フォト&エッセイ 自転車のある風景 第二十五回 オーストラリア横断自転車旅行⑬ アオジタトカゲ

フォト&エッセイ 自転車のある風景 第二十五回 オーストラリア横断自転車旅行⑬ アオジタトカゲ

 アオジタトカゲ

 旅の途中によく見かけた“アオジタトカゲ”というトカゲの仲間がいる。トカゲといっても日本のトカゲやカナヘビと違って、体長は成体で50㎝程とかなり大きい。そして上から見ると太くて長い胴体の下に短い脚が隠れてしまい、まるでツチノコのように見える。実際に、以前テレビの深夜番組で”ツチノコ発見!”と言う煽り文句で、このトカゲを日本に連れて来て撮影したものがあり、コンプライアンスなんて言葉がなかった時代とはいうものの、やりすぎでは?と感じたのを覚えている。

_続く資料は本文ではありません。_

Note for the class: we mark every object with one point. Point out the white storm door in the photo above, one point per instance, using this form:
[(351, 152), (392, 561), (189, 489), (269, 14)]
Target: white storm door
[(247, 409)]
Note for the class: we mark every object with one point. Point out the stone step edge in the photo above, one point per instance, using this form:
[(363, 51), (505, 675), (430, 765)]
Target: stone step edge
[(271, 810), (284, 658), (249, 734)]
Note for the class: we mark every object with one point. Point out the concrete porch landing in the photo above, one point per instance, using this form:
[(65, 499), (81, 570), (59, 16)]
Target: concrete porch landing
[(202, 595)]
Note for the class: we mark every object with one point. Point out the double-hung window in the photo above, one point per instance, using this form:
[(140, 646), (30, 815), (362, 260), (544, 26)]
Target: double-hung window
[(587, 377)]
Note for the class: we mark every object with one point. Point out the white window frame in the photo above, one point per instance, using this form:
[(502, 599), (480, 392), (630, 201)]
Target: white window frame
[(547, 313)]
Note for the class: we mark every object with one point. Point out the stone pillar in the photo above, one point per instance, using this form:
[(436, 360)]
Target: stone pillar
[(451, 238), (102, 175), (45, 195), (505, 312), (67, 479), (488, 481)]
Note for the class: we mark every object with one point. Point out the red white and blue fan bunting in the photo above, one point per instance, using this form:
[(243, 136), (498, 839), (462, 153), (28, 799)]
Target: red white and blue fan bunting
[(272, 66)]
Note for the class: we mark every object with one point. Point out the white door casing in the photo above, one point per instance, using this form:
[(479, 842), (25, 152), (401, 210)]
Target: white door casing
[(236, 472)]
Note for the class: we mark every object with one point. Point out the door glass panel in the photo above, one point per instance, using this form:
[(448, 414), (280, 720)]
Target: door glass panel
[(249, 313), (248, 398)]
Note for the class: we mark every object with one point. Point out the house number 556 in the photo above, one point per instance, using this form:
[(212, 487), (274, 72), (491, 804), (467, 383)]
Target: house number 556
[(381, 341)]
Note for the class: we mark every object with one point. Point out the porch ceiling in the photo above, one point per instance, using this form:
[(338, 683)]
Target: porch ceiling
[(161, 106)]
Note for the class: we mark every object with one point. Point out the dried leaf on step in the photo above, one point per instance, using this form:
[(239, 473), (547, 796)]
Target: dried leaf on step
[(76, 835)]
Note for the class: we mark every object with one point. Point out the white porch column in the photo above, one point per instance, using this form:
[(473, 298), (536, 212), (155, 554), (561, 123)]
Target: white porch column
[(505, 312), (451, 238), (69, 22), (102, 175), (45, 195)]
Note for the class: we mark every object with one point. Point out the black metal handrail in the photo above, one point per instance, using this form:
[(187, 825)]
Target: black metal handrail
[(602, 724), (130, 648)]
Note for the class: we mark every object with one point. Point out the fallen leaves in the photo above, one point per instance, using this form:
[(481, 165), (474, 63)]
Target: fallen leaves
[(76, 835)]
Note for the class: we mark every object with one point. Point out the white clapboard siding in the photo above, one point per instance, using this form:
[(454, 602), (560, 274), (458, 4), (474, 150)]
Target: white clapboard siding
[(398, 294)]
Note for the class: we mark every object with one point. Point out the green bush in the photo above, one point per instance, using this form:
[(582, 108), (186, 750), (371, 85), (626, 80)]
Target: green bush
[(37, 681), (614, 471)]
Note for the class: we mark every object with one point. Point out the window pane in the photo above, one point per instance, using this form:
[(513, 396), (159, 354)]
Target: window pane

 このトカゲの名前の由来は敵を威嚇する時に使う青い色の舌。ブルーハワイや青い色のかき氷なんかを喜んで食べている人間と違って、自然界では青は危険な色だということをほとんどの動物は本能で知っているので、アオジタトカゲはその青い舌で威嚇することで大抵の敵から身を守ることが出来るようだ。その証拠に、ほとんどの動物はヒトが近づいて行くと逃げて行くが、このトカゲは青い舌で威嚇するだけでまったく逃げようとはしない。旅の途中で良く見かけた理由も逃げずにその場で威嚇しているからなのだが、アオジタトカゲを良く見かけた理由がもう一つある。それはクルマが来ても逃げずに威嚇し続けて轢かれてしまうから。

 つまり生きている彼等と同じくらい彼等の死体も見かけたということだ。自然界では有効なその青い舌も、人間やその運転するクルマに対しては全くの無力だったのだ。木の枝で突こうとするとその枝に向かって舌を出し、こっちが飽きるまで遊んでくれるアオジタトカゲ。彼等をからかいながら、自分の力を過信せずに逃げる事も本当に大事なのだと改めて考えさせられたのだった。